The committee comprises seven Democrats and two vocal anti-Trump Republicans. It is set to vote on whether to make criminal referrals to the Justice Department on whether Trump and key advisers should be prosecuted for their actions in trying to upend the election results and thwart Congress from certifying the state-by-state vote counts showing that Biden had defeated him.

The panel has not taken public votes yet on the criminal referrals and its actions will have no official standing.

But its assessment could lend impetus to the ongoing criminal investigations of Trump and others that are being conducted by special counsel Jack Smith, subject to oversight by Attorney General Merrick Garland, and a state prosecutor in the southern state of Georgia.

Last week, a Trump spokesman belittled the possibility of the criminal referrals.

“The January 6th un-Select Committee held show trials by Never-Trump partisans who are a stain on this country’s history,” spokesman Steven Cheung said in a statement. “This kangaroo court has been nothing more than a Hollywood executive’s vanity documentary project that insults Americans’ intelligence and makes a mockery of our democracy.”

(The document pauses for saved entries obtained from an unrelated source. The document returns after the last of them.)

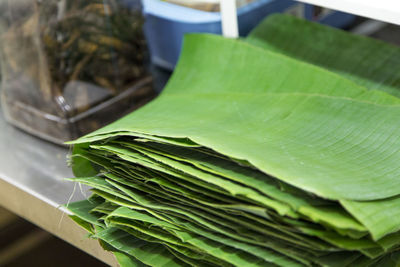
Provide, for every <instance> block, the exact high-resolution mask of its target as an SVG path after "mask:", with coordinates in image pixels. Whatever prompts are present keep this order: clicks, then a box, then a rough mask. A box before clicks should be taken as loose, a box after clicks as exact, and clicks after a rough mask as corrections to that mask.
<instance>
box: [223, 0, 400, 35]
mask: <svg viewBox="0 0 400 267" xmlns="http://www.w3.org/2000/svg"><path fill="white" fill-rule="evenodd" d="M297 1H299V2H303V3H307V4H313V5H318V6H322V7H326V8H330V9H333V10H339V11H343V12H347V13H352V14H355V15H359V16H363V17H367V18H370V19H374V20H379V21H383V22H388V23H393V24H397V25H400V0H297ZM234 2H235V0H220V3H221V13H222V14H224V16H223V17H222V25H223V35H224V36H226V37H237V35H238V34H237V17H236V12H235V10H234V9H235V8H232V7H234Z"/></svg>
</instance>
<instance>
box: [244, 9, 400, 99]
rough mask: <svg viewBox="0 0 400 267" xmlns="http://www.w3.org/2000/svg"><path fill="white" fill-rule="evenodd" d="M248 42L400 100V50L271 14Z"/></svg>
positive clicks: (299, 20) (283, 16)
mask: <svg viewBox="0 0 400 267" xmlns="http://www.w3.org/2000/svg"><path fill="white" fill-rule="evenodd" d="M246 41H247V42H249V43H251V44H253V45H256V46H259V47H262V48H264V49H267V50H270V51H274V52H278V53H282V54H284V55H287V56H290V57H292V58H296V59H299V60H301V61H305V62H309V63H312V64H315V65H318V66H321V67H323V68H326V69H328V70H331V71H333V72H336V73H338V74H340V75H341V76H343V77H346V78H347V79H349V80H352V81H354V82H356V83H357V84H359V85H362V86H364V87H365V88H368V89H371V90H382V91H385V92H387V93H389V94H392V95H394V96H397V97H400V70H399V69H397V68H396V67H395V66H397V64H398V62H399V60H400V47H398V46H395V45H392V44H389V43H387V42H383V41H380V40H375V39H372V38H369V37H365V36H360V35H355V34H351V33H348V32H345V31H343V30H340V29H335V28H332V27H328V26H324V25H321V24H318V23H311V22H309V21H306V20H302V19H298V18H296V17H293V16H287V15H278V14H275V15H271V16H268V17H267V18H266V19H265V20H264V21H262V22H261V23H260V25H258V26H257V27H256V28H255V29H254V30H253V31H252V32H251V33H250V34H249V36H248V37H247V38H246Z"/></svg>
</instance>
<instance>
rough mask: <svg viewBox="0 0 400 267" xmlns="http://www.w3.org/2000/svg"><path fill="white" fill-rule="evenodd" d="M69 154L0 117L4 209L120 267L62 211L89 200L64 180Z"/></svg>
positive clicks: (90, 253)
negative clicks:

Ahead of the committee votes on Monday, several panel members have made clear they think Trump should be prosecuted for engaging in a wide-ranging illegal effort to claim another four-year term in the White House.

They also blame him for fomenting the rampage at the Capitol when 2,000 of his supporters stormed into the building, vandalized and ransacked congressional offices, scuffled with police and for hours kept Congress from certifying the Electoral College outcome that Biden had won the presidency.

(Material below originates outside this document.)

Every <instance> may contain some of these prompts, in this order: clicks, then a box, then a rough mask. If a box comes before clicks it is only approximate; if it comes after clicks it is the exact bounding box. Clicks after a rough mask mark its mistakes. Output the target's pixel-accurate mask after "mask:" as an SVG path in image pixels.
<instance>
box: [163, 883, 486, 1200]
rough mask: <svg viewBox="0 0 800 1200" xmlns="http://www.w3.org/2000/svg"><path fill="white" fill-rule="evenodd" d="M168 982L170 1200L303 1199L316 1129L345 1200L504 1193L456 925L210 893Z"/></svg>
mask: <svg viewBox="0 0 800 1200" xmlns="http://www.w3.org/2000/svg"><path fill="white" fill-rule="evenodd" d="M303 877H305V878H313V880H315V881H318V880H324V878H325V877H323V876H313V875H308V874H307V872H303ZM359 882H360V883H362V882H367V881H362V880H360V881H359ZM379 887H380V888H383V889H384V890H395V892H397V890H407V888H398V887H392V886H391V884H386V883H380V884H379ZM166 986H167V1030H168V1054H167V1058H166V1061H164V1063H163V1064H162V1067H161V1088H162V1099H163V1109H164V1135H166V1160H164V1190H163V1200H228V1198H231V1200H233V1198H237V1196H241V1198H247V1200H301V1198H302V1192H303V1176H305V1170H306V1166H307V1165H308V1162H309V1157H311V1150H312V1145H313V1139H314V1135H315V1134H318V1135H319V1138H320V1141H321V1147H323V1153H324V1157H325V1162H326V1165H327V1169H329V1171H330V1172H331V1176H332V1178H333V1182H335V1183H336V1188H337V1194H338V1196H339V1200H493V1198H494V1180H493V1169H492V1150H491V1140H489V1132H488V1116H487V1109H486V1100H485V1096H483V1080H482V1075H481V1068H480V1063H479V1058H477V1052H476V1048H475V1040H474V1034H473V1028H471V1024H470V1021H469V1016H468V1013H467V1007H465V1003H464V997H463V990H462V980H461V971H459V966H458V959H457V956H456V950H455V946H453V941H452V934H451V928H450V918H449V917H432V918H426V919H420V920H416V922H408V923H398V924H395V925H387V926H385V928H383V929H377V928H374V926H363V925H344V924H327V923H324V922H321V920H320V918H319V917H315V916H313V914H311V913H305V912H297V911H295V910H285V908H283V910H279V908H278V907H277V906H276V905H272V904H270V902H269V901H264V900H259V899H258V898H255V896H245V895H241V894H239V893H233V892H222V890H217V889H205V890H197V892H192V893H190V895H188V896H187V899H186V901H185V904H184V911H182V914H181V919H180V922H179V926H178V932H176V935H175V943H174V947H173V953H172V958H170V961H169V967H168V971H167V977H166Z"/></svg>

It was the worst attack on the Capitol, the symbol of U.S. democracy around the world, in two centuries.

FILE - A mob of supporters of then U.S. President Donald Trump storm the U.S. Capitol building in Washington, Jan. 6, 2021.

In the United States, presidents are not elected by the national popular balloting, although Biden won 7 million more votes than Trump. Instead, presidents are elected in the Electoral College, depending on the state-by-state outcome in each of the 50 states, with the most populous states having the most electors and thus the most sway on the national outcome.

After the rioters were cleared from the Capitol, Congress eventually affirmed Biden’s victory in the early hours of January 7, 2021.

The committee's chairperson, Democratic Congressman Bennie Thompson of Mississippi, said the referrals may include criminal, ethics violations, legal misconduct and campaign finance violations. The panel’s lawmakers have said that Trump specifically could be singled out for alleged conspiracy to defraud the United States, obstruction of an official proceeding of Congress and insurrection.

One of the committee members, Democratic Congressman Adam Schiff of California, told CNN’s “State of the Union” show Sunday that he believes Trump committed multiple crimes.

On the insurrection allegation, Schiff said, “If you look at Donald Trump's acts and you match them up against the statute, it's a pretty good match."

"This is someone who in multiple ways tried to pressure state officials to find votes that didn't exist; this is someone who tried to interfere with a joint session [of Congress as it tried to certify the Electoral College outcome], even inciting a mob to attack the Capitol," Schiff said.

"If that's not criminal then I don't know what it is,” Schiff concluded.

Democratic Congressman Jamie Raskin of Maryland said last week that the committee's referrals will focus on "key players" where there is abundant evidence that they committed crimes.

Schiff said the committee could also make ethics referrals involving fellow lawmakers Monday.

"We will also be considering what's the appropriate remedy for members of Congress who ignore a congressional subpoena, as well as the evidence that was so pertinent to our investigation and why we wanted to bring them in," Schiff said. "We have weighed what is the remedy for members of Congress. Is it a criminal referral to another branch of government, or is it better that the Congress police its own?"

Among those who refused to comply with a subpoena from the January 6 committee was House Republican leader Kevin McCarthy of California, who is attempting to become the House speaker when Republicans take control of the chamber next month.